With so many air compressor options on the market and such a wide range of prices, it can be hard to know what you should pay for a good air compressor. Many homeowners who want an air compressor for small DIY projects and filling tires decide on a mid-range compressor. And while this is a viable tactic, there are other things you should consider besides price. This is what we’ll cover in this article on how much a good air compressor should cost.
Depending on the size of the compressor and what you want it for, you can expect to spend anywhere between $125 and $2000. This is because air compressors range in size from 1-gallon to big 80-gallon units.
The Factors for a Good Compressor
As you can see, it’s important to determine what you will mainly be using the compressor for. But we’ll help you do that in this article by going over typical sizes, CFM, PSI, and HP, and how each of these factors come together to determine the best use for the compressor.
We’ll also show you some examples of good compressors and what they’re typically used for. So whether you know exactly what you’re looking for in a compressor and just need a recommendation, or you’re new to the compressor world and need a little guidance, we’ve got you covered.
What to Look for In a Good Air Compressor
There are many things that you need to consider before buying an air compressor. And in this sense, there are two different types of “good” when we’re talking about a good air compressor.
- Good for you
- Quality construction
A compressor that’s good for your needs might not be good for another person, and vice versa. As such, it’s important to know what you’ll be using it for.
Quality construction, on the other hand, is not subjective. Things like brand name, lifespan, materials, and customer satisfaction all go into the quality construction factor for a good compressor.
So let’s focus on what’s good for you. And to do this, we need to explain the following factors:
- PSI and CFM
- Duty Cycle
- Oil or Oil-less
Let’s get started.
PSI and CFM
PSI stands for pounds per square inch and is a measure of force. CFM stands for cubic feet per minute and is a measure of flow. It’s important to understand these both because they relate to each other and to what kind of tools you can use with a given compressor.
You’ll see that most air tools need 90 PSI to run. The CFM required varies depending on the tool. Most nail guns, for example, require low CFM, so most small compressors will work for them. Things like large impact wrenches require a higher CFM to run at 90 PSI.

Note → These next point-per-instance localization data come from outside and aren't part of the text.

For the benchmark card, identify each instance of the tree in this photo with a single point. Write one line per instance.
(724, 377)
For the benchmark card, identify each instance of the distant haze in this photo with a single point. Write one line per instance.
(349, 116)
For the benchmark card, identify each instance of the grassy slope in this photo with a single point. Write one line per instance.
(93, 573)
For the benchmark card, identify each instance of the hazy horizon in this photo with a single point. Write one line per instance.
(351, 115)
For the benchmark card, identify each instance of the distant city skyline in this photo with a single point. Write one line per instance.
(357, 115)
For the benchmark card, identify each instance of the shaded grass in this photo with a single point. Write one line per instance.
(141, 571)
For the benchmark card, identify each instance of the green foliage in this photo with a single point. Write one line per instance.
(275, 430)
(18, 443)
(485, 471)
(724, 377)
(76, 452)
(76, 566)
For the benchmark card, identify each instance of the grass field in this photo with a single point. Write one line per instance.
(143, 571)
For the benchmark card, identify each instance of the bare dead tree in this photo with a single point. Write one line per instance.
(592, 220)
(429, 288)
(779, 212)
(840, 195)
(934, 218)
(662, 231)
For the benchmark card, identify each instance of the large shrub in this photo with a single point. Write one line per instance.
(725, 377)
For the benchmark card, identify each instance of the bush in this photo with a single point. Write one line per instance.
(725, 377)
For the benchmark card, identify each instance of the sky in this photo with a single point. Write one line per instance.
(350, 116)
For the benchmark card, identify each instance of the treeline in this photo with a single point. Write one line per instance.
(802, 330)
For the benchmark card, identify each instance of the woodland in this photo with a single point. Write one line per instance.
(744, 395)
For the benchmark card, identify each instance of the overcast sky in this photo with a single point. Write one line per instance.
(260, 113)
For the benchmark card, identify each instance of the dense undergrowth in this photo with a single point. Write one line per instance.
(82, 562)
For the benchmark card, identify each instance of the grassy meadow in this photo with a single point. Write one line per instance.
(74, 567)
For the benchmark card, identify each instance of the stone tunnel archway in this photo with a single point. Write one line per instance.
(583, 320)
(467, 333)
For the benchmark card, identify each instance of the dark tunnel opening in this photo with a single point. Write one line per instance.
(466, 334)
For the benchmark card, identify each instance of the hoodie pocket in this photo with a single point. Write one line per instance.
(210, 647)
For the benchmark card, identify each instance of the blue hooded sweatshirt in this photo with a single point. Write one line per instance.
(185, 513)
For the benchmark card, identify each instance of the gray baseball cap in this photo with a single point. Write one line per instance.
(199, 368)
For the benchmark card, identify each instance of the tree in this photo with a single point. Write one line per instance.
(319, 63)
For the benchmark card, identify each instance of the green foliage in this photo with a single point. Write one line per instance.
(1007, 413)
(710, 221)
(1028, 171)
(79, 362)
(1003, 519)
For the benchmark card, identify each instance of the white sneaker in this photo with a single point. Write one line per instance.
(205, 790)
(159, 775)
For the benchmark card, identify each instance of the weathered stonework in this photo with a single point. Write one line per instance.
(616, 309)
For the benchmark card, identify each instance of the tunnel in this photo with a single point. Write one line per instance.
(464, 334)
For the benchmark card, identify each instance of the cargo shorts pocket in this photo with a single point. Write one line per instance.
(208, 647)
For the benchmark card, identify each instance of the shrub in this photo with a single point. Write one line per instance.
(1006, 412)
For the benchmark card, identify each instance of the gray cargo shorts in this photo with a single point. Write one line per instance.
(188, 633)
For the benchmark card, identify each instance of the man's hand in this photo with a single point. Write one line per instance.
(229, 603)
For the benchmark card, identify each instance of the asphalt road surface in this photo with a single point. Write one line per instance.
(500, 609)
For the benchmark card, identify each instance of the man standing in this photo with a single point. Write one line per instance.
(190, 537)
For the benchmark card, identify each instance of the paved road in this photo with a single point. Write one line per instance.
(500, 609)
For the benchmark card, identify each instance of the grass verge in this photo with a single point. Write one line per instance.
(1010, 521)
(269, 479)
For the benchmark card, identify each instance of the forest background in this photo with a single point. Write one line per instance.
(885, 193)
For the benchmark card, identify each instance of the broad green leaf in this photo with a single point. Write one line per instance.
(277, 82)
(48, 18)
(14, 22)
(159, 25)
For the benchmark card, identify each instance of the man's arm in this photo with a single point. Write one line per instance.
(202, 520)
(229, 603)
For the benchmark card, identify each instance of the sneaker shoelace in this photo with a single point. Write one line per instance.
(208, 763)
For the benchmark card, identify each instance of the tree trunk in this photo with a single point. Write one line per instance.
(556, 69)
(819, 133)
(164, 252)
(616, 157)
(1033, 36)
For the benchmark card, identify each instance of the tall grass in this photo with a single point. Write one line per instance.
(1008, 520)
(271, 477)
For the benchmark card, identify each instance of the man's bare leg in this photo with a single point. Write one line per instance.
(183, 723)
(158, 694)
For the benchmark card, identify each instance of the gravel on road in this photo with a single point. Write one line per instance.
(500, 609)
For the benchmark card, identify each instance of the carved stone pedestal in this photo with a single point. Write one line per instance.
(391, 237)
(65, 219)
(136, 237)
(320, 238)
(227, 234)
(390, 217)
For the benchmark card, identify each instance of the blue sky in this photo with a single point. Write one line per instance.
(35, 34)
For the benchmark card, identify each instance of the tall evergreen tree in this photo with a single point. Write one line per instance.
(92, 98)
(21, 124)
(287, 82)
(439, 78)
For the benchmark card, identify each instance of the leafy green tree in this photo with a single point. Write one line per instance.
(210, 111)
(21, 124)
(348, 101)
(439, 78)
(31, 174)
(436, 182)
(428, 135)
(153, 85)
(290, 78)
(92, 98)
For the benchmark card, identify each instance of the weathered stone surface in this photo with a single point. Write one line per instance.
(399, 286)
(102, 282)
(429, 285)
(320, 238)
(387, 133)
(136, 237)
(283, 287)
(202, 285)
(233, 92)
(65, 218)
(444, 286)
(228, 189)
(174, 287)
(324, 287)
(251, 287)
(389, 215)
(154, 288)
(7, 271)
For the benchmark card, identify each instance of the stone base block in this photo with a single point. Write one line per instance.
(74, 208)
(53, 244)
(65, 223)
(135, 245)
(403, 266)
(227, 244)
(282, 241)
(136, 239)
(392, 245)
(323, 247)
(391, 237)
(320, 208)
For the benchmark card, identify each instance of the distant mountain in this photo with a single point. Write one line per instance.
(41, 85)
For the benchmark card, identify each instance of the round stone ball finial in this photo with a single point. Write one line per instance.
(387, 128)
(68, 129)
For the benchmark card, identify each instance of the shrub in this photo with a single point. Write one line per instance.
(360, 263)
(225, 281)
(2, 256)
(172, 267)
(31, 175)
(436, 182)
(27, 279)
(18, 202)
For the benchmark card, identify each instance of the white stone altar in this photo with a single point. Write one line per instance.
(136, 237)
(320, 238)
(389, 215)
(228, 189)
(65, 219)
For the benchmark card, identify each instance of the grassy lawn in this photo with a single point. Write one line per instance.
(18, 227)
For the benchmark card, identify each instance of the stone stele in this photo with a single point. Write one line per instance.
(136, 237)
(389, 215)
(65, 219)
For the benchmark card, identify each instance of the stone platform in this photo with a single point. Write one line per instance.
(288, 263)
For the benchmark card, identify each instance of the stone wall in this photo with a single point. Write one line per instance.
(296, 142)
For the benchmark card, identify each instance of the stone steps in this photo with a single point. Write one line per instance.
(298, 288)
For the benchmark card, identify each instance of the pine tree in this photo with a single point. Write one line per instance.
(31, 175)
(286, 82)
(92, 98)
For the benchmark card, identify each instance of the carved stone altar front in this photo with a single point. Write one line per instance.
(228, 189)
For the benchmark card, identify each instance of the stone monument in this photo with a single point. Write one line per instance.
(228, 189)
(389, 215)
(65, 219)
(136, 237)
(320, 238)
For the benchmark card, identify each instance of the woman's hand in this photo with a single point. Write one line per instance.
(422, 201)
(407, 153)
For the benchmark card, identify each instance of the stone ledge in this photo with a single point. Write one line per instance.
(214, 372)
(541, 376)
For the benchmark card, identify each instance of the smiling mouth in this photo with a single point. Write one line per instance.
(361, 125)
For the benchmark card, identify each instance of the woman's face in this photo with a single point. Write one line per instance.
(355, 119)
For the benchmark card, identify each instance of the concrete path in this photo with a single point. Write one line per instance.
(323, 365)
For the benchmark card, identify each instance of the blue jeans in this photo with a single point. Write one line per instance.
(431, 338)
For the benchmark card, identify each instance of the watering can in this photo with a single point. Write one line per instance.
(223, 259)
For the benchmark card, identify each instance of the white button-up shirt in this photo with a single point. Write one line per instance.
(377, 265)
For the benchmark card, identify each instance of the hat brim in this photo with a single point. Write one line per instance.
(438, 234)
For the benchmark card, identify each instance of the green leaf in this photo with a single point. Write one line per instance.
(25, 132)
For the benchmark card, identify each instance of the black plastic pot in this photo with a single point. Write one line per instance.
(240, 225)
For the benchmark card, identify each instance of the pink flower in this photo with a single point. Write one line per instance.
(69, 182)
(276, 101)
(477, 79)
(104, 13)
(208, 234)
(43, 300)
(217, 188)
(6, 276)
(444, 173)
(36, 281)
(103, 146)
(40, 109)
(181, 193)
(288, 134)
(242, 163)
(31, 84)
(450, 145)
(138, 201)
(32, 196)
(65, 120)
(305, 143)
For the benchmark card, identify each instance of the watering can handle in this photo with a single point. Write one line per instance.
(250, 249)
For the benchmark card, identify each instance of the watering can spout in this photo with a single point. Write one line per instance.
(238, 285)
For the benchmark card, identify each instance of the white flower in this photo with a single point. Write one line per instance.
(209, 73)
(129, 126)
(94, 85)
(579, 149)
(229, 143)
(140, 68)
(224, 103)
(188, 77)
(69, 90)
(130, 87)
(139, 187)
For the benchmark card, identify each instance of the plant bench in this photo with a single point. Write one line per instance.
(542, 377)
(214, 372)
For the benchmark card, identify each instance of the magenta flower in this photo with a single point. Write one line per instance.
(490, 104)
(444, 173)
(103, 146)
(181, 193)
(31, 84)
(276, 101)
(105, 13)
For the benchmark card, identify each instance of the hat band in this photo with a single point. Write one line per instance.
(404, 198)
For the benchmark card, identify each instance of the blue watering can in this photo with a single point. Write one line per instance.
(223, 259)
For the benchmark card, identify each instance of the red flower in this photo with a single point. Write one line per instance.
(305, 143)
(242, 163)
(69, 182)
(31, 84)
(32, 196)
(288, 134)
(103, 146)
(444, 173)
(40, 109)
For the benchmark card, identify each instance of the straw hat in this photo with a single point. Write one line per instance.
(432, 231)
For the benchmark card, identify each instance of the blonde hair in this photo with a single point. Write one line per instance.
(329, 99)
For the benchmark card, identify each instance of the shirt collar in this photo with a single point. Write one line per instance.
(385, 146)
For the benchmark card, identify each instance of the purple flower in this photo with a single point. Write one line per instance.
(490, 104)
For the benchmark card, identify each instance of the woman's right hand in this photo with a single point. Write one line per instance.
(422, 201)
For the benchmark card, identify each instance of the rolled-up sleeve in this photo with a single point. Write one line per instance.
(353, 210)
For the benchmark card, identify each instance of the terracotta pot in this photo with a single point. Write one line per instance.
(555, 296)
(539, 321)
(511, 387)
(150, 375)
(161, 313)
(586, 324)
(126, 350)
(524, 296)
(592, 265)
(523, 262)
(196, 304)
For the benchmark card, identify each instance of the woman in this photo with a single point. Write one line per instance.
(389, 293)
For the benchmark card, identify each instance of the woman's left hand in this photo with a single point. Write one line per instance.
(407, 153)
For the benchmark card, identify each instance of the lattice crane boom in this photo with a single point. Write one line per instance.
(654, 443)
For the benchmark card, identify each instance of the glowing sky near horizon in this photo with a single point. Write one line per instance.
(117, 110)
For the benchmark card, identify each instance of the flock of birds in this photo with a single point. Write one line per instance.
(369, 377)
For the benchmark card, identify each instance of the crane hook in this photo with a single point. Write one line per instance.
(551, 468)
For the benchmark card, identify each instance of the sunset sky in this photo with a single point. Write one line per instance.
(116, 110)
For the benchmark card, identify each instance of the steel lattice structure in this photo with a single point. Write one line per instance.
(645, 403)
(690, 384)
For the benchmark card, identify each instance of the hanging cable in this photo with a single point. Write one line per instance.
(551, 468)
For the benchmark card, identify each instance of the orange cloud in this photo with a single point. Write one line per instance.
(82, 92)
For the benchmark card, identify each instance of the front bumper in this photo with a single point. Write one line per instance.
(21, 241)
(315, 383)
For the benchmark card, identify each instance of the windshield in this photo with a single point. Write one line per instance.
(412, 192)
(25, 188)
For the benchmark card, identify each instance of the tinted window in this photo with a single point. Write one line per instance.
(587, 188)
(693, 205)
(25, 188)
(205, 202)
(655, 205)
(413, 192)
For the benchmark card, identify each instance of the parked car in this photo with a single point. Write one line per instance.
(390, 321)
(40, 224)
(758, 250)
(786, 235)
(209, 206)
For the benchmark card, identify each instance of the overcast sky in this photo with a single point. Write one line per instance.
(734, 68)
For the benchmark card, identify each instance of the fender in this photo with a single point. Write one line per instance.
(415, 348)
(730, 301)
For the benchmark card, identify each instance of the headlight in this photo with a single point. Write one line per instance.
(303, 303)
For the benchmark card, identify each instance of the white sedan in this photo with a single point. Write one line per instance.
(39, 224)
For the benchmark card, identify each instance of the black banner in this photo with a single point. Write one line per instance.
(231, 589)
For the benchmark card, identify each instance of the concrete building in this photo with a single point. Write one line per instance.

This is one of the most important things to consider. If you get a compressor that’s only capable of a 3 or 4 CFM @ 90 PSI, you won’t be able to properly operate tools that require a higher CFM. Luckily, air tool manufacturers make clear the requirements of their tools. So it’s easy to look up what kind of pressure and flow you’ll need for a given tool.
HP stands for horsepower, and it’s a term most people are familiar with in regards to car or truck engines. And while this is certainly important if you’re trying to haul a boat or a heavy trailer, it’s not something that you need to be overly concerned with an air compressor.
Plus, there’s only so much horsepower that you can get out of a compressor that runs off a normal 110-volt wall outlet. But as long as that compressor is capable of delivering enough air in terms of CFM and PSI, you should be fine no matter what the HP is.
Knowing the duty cycle of a compressor may or may not be important to you. It really depends on what you’ll be using the compressor for.
Simply put, a duty cycle is generally expressed in a percentage and tells you how long the compressor can deliver air in a given cycle. The higher the number of the duty cycle, the longer it will deliver air.
This is important when you’re using air tools that require constant air delivery, such as a paint sprayer or a sander.
For example, a 50% duty cycle would mean ten minutes on and ten minutes off — if the compressor had a total cycle time of 20 minutes.
How Long Do Air Compressors Last?
It’s also important to know the average lifespan of a compressor. Compressor lifespans are usually defined by hours of operation. Depending on the style and build of the compressor, you’re looking at anywhere between 15,000 and 60,000 hours.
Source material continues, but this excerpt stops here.